Yngvar encendió el fuego y se agachó para sacar una sartén del armario, sin siquiera preguntar dónde estaba. Inger Johanne se había sentado en una silla y miraba ensimismada su vaso de agua con cubitos de hielo.

– En realidad creo que hay que seguir otro camino -dijo lentamente.

– Muy bien. ¿Cuál?

– Siempre hay que empezar por abajo -contestó ella con aire ausente, como si estuviera buscando algo en la memoria-. Analizar lo que se tiene. Los hechos. Los hallazgos objetivos. Poner los ladrillos desde abajo. Nunca especular sin tener algún tipo de fundamento. Es peligroso.

– Así que eso es lo que hay que hacer.

– Sí.

Ella estiró la espalda y dejó el vaso en la encimera. La comida olía bien, Yngvar sacó platos y vasos, cuchillos y tenedores. Aparentemente concentrado, esculpió un bello ornamento a partir de un tomate.

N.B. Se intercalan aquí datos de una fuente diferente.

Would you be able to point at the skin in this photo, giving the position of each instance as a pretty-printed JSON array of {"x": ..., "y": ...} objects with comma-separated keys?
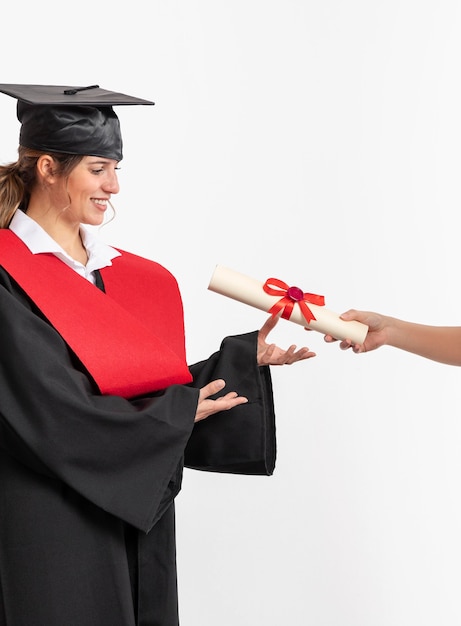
[
  {"x": 438, "y": 343},
  {"x": 60, "y": 205}
]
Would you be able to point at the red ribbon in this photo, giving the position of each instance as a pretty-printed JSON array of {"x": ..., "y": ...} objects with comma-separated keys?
[{"x": 291, "y": 296}]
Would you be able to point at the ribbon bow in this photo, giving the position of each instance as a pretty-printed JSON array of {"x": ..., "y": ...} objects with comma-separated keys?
[{"x": 291, "y": 296}]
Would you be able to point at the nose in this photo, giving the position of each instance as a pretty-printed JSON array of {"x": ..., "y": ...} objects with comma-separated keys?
[{"x": 111, "y": 183}]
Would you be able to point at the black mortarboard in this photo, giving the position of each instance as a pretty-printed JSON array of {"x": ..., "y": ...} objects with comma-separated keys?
[{"x": 72, "y": 120}]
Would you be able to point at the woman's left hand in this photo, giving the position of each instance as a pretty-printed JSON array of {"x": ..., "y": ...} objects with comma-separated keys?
[{"x": 270, "y": 354}]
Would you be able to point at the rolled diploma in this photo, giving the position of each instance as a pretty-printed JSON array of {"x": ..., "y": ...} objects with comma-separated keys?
[{"x": 247, "y": 290}]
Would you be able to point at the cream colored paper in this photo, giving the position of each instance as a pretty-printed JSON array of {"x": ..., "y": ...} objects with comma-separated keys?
[{"x": 247, "y": 290}]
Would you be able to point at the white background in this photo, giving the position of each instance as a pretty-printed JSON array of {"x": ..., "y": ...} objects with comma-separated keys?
[{"x": 319, "y": 142}]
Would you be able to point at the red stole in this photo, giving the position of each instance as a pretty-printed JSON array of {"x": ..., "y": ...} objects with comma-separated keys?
[{"x": 131, "y": 338}]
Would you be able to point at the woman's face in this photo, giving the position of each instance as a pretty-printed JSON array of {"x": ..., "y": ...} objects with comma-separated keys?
[{"x": 90, "y": 186}]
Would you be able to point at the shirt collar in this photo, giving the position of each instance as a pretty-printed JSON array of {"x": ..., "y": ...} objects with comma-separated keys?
[{"x": 38, "y": 241}]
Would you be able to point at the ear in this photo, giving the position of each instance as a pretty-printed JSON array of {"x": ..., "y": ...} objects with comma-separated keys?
[{"x": 46, "y": 168}]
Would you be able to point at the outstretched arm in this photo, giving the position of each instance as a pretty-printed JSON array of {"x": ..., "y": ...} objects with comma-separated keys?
[{"x": 438, "y": 343}]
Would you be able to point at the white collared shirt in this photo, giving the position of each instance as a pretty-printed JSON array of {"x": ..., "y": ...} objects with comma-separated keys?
[{"x": 38, "y": 241}]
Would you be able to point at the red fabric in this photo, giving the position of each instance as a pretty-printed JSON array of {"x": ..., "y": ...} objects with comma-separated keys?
[{"x": 115, "y": 334}]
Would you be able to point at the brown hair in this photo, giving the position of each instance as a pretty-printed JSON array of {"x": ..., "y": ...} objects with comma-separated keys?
[{"x": 18, "y": 179}]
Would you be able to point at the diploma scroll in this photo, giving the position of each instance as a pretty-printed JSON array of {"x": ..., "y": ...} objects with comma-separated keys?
[{"x": 247, "y": 290}]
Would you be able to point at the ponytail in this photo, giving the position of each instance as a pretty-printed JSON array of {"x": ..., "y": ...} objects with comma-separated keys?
[{"x": 18, "y": 179}]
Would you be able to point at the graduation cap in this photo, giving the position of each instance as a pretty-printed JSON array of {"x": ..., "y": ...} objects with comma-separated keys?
[{"x": 71, "y": 120}]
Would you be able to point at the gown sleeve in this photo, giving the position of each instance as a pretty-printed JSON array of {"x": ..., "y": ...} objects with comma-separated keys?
[
  {"x": 125, "y": 456},
  {"x": 242, "y": 440},
  {"x": 122, "y": 455}
]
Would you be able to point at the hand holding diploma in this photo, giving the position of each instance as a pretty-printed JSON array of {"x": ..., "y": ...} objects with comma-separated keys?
[{"x": 292, "y": 303}]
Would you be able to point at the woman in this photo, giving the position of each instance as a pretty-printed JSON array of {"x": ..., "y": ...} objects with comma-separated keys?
[
  {"x": 99, "y": 411},
  {"x": 438, "y": 343}
]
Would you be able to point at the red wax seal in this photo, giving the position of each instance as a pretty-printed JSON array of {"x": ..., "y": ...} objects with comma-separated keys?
[{"x": 295, "y": 293}]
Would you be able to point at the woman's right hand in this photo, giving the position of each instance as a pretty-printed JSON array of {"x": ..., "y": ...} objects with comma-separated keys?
[{"x": 207, "y": 407}]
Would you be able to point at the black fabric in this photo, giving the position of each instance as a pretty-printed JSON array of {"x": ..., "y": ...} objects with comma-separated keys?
[
  {"x": 87, "y": 482},
  {"x": 69, "y": 119}
]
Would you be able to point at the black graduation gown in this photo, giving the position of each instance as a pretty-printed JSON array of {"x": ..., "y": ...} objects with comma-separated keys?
[{"x": 87, "y": 482}]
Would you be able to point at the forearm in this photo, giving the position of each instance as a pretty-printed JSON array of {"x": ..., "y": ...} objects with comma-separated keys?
[{"x": 438, "y": 343}]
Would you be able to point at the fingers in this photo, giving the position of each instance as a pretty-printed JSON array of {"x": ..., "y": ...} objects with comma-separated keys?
[
  {"x": 276, "y": 356},
  {"x": 207, "y": 407},
  {"x": 268, "y": 325},
  {"x": 209, "y": 390}
]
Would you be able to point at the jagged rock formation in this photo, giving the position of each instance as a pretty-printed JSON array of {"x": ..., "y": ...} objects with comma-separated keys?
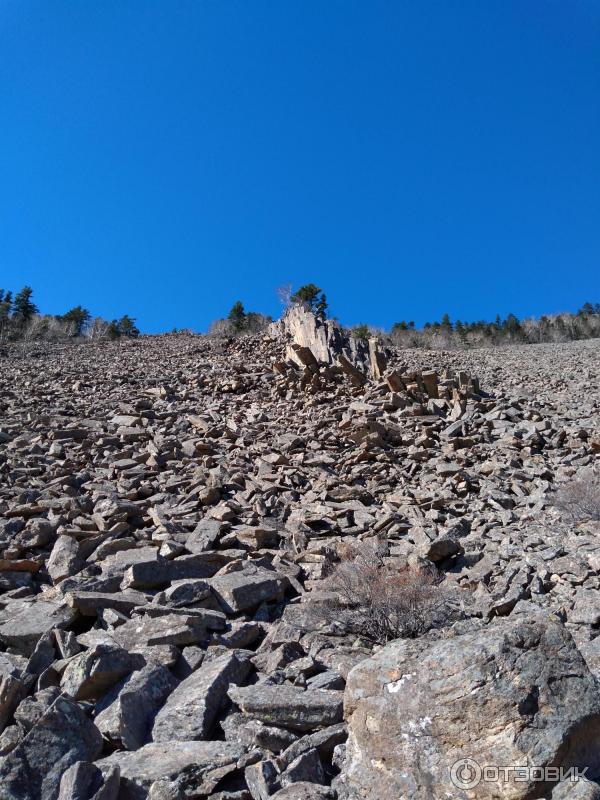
[
  {"x": 170, "y": 511},
  {"x": 326, "y": 342}
]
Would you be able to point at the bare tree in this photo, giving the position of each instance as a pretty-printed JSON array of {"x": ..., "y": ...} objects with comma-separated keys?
[
  {"x": 382, "y": 599},
  {"x": 580, "y": 499}
]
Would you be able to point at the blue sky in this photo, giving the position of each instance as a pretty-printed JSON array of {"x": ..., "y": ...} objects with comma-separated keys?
[{"x": 166, "y": 159}]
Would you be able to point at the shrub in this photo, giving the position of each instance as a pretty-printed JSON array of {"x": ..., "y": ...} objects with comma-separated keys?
[
  {"x": 382, "y": 599},
  {"x": 312, "y": 298},
  {"x": 580, "y": 499}
]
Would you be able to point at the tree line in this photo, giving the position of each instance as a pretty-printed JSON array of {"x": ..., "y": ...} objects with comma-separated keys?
[
  {"x": 21, "y": 319},
  {"x": 583, "y": 324}
]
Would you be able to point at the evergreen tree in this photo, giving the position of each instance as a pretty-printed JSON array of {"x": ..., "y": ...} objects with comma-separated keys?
[
  {"x": 445, "y": 323},
  {"x": 23, "y": 308},
  {"x": 361, "y": 331},
  {"x": 237, "y": 317},
  {"x": 124, "y": 327},
  {"x": 79, "y": 318},
  {"x": 312, "y": 297}
]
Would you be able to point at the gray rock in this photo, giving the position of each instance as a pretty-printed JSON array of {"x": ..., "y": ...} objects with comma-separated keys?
[
  {"x": 169, "y": 629},
  {"x": 581, "y": 789},
  {"x": 516, "y": 691},
  {"x": 124, "y": 715},
  {"x": 22, "y": 622},
  {"x": 84, "y": 781},
  {"x": 11, "y": 690},
  {"x": 65, "y": 559},
  {"x": 306, "y": 791},
  {"x": 307, "y": 767},
  {"x": 63, "y": 736},
  {"x": 289, "y": 707},
  {"x": 179, "y": 770},
  {"x": 191, "y": 709},
  {"x": 248, "y": 588},
  {"x": 91, "y": 673},
  {"x": 262, "y": 779}
]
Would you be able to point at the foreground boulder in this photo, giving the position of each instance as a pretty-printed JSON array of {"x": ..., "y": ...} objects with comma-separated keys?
[
  {"x": 516, "y": 692},
  {"x": 63, "y": 736}
]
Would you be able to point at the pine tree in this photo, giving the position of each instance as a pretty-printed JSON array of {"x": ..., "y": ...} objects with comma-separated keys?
[
  {"x": 23, "y": 307},
  {"x": 312, "y": 297},
  {"x": 79, "y": 318},
  {"x": 237, "y": 317},
  {"x": 126, "y": 326}
]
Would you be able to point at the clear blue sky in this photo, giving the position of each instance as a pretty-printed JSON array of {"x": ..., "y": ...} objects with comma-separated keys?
[{"x": 167, "y": 158}]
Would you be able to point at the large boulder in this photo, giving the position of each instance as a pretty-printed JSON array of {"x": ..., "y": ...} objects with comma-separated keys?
[
  {"x": 516, "y": 692},
  {"x": 60, "y": 738},
  {"x": 326, "y": 341}
]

– Mira -dijo satisfecho, depositando la sartén sobre la mesa-. Tortilla de cebolla. Esto me parece a mí una buena comida.

– Tres niños -murmuró ella mientras masticaba despacio-. Si suponemos que Emilie ha sido secuestrada por la misma persona que secuestró a Sarah y a Kim. En realidad no podemos darlo por sentado, pero… por el momento lo vamos a suponer. Han desaparecido tres niños. Dos han sido devueltos. Muertos. Niños muertos.

– Niños muertos -repitió Yngvar dejando el tenedor-. Ni siquiera sabemos de qué han muerto.

– ¡Espera! -De pronto, ella levantó la mano-. ¿Quién mata niños?

– Los delincuentes sexuales y los automovilistas -refunfuñó él.

– Exacto.

– ¿Hmm?

– A estos niños no los ha matado un automovilista. Tampoco hay indicios de que los haya matado un delincuente sexual, ¿verdad?

Él asintió levemente con la cabeza.

– En todo caso tendrían que ser actos sexuales que no dejaran huella -explicó-, lo cual, por supuesto, no se puede descartar.

– ¿Qué nos queda entonces, si no se trata de sexo ni de accidentes de tráfico?

– Nada -respondió él y se volvió a servir.

– Comes demasiado rápido -lo reprendió ella-. Y te equivocas, nos quedan bastantes posibilidades. A vosotros, quiero decir. Os quedan bastantes. -Le gustaba aquella tortilla. Quizá tuviera demasiada cebolla, pero unas gotas de Tabasco le daban un sabor especial-. El caso es que somos muy reticentes a matar niños. Tanto tú como yo sabemos que la gran mayoría de los asesinos comete sus crímenes en estado de alteración, y el número de recaídas es mínimo. El asesinato suele ser resultado de un largo conflicto familiar, de celos incontrolables o… de meros accidentes. Peleas de borrachos. Una cosa lleva a la otra, y además hay armas, cuchillos, escopetas de perdigones. Bang. De pronto alguien se convierte en homicida. Así es la cosa, eso lo sabemos los dos. Los niños muy rara vez están implicados, al menos como víctimas. Como víctimas directas del crimen, quiero decir.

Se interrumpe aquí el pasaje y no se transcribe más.